手指在文件上敲了敲,动作慢条斯理,带着一种刻意的优越感。
“方律师,在谈具体的赔偿金额之前,我想先聊聊您的当事人——马东先生。”
方永靠在椅背上,双手交叉放在桌上。
“聊什么?”
“聊他的职业。”刘律师把文件推过来,第一页就是警方的立案决定书,“职业碰瓷。五年间,作案两百三十七起,涉案金额八十四万七千六百元。这些,都是他亲口向警方坦白的事实。”
方永扫了一眼文件,没伸手去翻。
“所以?”
刘律师往后一靠,翘起了二郎腿。
“所以我方认为,马东先生不具备获得民事赔偿的道德资格。”
他的声音突然拔高了几分,带着一种义正辞严的虚伪。
“一个长期利用法律漏洞,讹诈善良司机的惯犯,有什么资格要求法律保护他?”
“他今天被撞瘫痪,不是意外。是报应。是他做了那么多缺德事,老天爷给他的惩罚。”
房间里瞬间安静了。
铁牛的苹果停在嘴边,咬了一半的果肉露在外面。
铁军的手指猛地收紧,指节发出“嘎巴”一声脆响。
铁柱的眼神瞬间冷了下来,像淬了冰。
马东坐在轮椅上,头埋得更低了。
手指在毯子
弹幕炸开了锅:
【卧槽?这律师也太损了吧】
【虽然但是……他说的好像有点道理?】
【有个屁道理!碰瓷归碰瓷,被撞归被撞!】
【两件事根本不能混为一谈!】
【这就是典型的道德绑架!】
方永没急着说话。
他看着刘律师,静静地看了三秒。
眼神平静,却带着一种无形的压力。
“刘律师,你这是要给《民法典》加一条‘道德前置条款’?”
刘律师愣了一下。
“法律什么时候规定,受害者必须是道德楷模,才能获得侵权赔偿?”
方永伸手,拿起桌上的《民法典》,翻到折角的那一页。
“第一千一百六十五条,行为人因过错侵害他人民事权益造成损害的,应当承担侵权责任。”
他“啪”的一声合上书。
“这一条,没有写‘受害者必须是好人’。”
“也没有写‘有前科的人被撞了白撞’。”
刘律师的脸色微微变了一下。
方永继续说,声音不高,却字字清晰:
“你当事人的丈夫钱大宝,酒后驾驶机动车,血液酒精含量每百毫升一百二十七毫克,属于醉驾。撞人后,没有停车救人,反而驾车逃逸。”
“这是他的过错。”
“他的过错,直接导致了马东腰椎粉碎性骨折,下肢终身瘫痪。

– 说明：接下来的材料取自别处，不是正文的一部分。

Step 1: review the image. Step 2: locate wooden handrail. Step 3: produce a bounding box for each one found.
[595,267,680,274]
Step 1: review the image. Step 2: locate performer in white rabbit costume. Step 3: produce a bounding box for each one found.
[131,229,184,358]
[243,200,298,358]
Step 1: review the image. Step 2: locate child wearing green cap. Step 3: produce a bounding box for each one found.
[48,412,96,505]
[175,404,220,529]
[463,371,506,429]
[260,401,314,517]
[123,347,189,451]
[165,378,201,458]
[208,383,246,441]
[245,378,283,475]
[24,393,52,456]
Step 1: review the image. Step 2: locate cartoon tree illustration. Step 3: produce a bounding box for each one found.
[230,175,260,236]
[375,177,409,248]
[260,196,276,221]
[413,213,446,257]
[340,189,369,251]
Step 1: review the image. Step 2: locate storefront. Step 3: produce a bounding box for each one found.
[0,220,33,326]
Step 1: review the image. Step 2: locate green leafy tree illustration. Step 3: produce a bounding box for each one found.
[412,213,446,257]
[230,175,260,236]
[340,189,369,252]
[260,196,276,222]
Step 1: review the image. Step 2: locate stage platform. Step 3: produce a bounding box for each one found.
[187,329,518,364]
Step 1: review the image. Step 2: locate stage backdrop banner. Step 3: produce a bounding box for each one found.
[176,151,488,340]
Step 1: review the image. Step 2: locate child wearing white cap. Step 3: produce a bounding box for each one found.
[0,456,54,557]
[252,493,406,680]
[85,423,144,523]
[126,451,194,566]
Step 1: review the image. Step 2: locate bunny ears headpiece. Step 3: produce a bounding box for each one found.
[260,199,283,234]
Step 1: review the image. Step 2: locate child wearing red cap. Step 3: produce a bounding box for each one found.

”
“这是损害结果。”
“过错和损害之间,有直接的因果关系。”
“侵权责任的三个构成要件,全部满足。”
他看着刘律师的眼睛。
“至于马东以前做过什么,和这次交通事故没有任何因果关系。”
“法律上,这叫‘另案处理’。”
“刘律师,你执业二十二年,不会连这个最基本的法理都不懂吧?”
刘律师的嘴角抽了一下,脸上的假笑挂不住了。
弹幕:
【漂亮!怼得好!】
【对方律师脸都绿了】
【法理清晰,逻辑严密,方律师yyds】
【老油条想浑水摸鱼,结果被当场戳穿】
刘律师不甘心。
他翻了翻手里的材料,换了个角度。
“好,我们不谈道德,谈证据。”
他把一份监控截图的打印件推过来。
“根据警方提供的完整监控,马东被撞时,正在路边‘等活’。换句话说,他当时正在寻找下一个碰瓷目标,准备实施下一次诈骗。”
他往前探了探身子,语气变得咄咄逼人。
“如果他没有站在那个地方,钱大宝的车就不会撞到他。”
“方律师,这在法律上叫‘受害人故意’。”
“根据《民法典》第一千一百七十四条,损害是因受害人故意造成的,行为人不承担责任。”
说完,他靠回沙发上,嘴角露出一丝得意的笑容。
房间里更安静了。
连空气都像是凝固了。
铁牛手里的苹果“啪嗒”一声掉在地上。
铁军从墙上直起身,拳头攥得咯咯响。
马东的肩膀猛地抖了一下。他把头埋得更深了,几乎要贴到胸口。
弹幕也瞬间安静了。
三秒后,才重新滚动起来:
【完了……这招太狠了】
【他当时确实在等碰瓷啊……】
【那是不是真的不用赔了?】
【方律师怎么接?这太难了】
【我心脏都快跳出来了】
方永没慌。
他甚至连表情都没变。
他伸手,从自己的资料夹里抽出一页纸,轻轻推到刘律师面前。
“这是事故发生时的高清监控截图,时间戳精确到毫秒。”
“钱大宝的车冲上路肩的时候,马东站在人行道上,距离马路边缘还有一点一七米。”
刘律师低头去看。
方永继续说:“‘受害人故意’的核心要件是,受害人主观上有追求损害结果发生的意图,客观上实施了主动追求损害的行为。”
“马东站在人行道上,不等于他主动撞向钱大宝的车,他是被动被撞的。”
他看着刘律师,语气平静却带着不容置疑的力量。
“按照你的逻辑,行人站在人行道上等红灯,被失控的车辆撞了,也算‘受害人故意’?”
“如果一个小偷在路边走路,被酒驾司机撞了,司机也不用负责?”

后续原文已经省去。